6. Persatuan Tenaga Ekonomi


Beberapa bulan sebelum kekalahan Jepang hingga Proklamasi Kemerdekaan
Indonesia, para pemimpin bangsa Indonesia mengadakan beberapa kali rapat
membahas perekonomian bangsa. Dalam pertemuan di Bandung pada tanggal 6-8
April 1945, Moh. Hatta mencetuskan ide mengenai ekonomi kerakyatan sebagai
dasar pembangunan ekonomi Indonesia. Ekonomi kerakyatan dapat diartikan
sebagai ekonomi koperasi. Dari gagasan ekonomi kerakyatan pula muncul gagasan
mengenai pembentukan Persatuan Tenaga Ekonomi.
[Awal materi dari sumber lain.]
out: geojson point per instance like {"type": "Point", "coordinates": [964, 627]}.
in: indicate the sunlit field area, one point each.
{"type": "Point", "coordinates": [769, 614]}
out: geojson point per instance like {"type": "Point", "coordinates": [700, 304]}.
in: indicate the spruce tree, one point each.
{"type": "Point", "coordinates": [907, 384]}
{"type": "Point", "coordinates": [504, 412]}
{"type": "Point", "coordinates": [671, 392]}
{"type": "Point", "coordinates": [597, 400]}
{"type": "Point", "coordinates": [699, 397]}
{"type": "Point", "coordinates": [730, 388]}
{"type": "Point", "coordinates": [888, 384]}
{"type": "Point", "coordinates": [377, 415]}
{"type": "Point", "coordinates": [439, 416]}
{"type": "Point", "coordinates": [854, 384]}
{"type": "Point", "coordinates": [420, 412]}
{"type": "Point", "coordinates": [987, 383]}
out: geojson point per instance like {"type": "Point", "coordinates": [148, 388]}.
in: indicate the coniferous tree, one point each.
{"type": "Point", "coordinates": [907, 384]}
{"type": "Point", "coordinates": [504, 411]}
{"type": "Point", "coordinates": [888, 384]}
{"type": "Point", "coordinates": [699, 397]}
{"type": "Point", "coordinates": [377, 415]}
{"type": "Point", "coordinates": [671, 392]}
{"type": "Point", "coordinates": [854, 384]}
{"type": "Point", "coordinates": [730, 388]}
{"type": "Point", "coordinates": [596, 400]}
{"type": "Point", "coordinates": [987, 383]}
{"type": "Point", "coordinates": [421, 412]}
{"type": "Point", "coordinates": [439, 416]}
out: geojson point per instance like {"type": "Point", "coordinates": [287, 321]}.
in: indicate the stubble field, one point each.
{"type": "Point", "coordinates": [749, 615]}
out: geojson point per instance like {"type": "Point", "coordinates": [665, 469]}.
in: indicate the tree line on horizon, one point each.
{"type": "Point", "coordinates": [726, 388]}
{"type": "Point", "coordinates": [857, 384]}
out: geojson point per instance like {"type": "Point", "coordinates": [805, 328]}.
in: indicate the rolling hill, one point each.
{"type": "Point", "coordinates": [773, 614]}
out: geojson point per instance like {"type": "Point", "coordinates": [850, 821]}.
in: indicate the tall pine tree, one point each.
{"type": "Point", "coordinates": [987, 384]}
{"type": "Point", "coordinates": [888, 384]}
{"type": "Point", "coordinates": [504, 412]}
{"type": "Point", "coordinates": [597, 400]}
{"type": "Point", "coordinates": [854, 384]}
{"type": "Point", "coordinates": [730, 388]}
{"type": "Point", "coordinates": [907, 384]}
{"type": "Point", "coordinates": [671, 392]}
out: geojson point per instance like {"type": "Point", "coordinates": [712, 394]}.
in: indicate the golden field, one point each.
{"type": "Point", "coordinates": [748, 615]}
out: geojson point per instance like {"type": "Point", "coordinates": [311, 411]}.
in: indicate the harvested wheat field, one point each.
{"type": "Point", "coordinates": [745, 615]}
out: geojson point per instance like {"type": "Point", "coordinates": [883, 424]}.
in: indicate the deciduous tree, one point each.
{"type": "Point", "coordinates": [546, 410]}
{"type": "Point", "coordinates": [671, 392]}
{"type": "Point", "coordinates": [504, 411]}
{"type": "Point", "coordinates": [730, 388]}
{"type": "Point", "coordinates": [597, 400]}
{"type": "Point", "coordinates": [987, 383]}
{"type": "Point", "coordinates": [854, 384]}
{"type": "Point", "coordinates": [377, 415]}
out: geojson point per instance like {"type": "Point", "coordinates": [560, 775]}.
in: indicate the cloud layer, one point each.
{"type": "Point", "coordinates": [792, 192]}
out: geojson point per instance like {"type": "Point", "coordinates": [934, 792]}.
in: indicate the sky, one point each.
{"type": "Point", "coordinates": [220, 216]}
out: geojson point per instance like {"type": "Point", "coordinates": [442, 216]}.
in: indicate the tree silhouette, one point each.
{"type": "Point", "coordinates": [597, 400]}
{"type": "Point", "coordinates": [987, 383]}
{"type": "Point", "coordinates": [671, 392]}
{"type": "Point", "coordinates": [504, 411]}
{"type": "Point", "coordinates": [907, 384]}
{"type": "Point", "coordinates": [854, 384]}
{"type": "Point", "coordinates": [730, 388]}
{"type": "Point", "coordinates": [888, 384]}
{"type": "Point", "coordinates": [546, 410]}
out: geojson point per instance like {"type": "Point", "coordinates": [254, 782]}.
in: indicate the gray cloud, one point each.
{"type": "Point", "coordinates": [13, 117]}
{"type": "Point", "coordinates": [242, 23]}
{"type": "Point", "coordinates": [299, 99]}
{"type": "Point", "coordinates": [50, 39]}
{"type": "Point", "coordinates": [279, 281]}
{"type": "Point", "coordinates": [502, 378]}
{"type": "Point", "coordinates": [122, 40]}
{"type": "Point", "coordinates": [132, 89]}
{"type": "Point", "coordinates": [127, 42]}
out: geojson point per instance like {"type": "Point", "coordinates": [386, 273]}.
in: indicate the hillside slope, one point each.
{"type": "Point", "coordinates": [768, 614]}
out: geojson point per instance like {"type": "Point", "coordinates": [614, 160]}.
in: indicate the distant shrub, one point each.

Persatuan Tenaga Ekonomi terbentuk pada bulan September 1945 di Jakarta
dengan ketua Basyaruddin Rahman Motik. Tujuan pembentukan Persatuan Tenaga
Ekonomi yaitu menggiatkan kembali partisipasi pengusaha swasta untuk
memperkuat persatuan dan mengembangkan perekonomian nasional. Selain itu,
Persatuan Tenaga Ekonomi berupaya melenyapkan individualisme di kalangan
organisasi pedagang untuk memperkukuh ketahanan ekonomi bangsa Indonesia.
Beberapa organisasi pedagang yang tergabung dalam Persatuan Tenaga Ekonomi
antara lain Gabungan Perusahaan Perindustrian, Pusat Perusahaan Tembakau dan
Gabungan Saudagar Indonesia daerah Aceh (Gasida).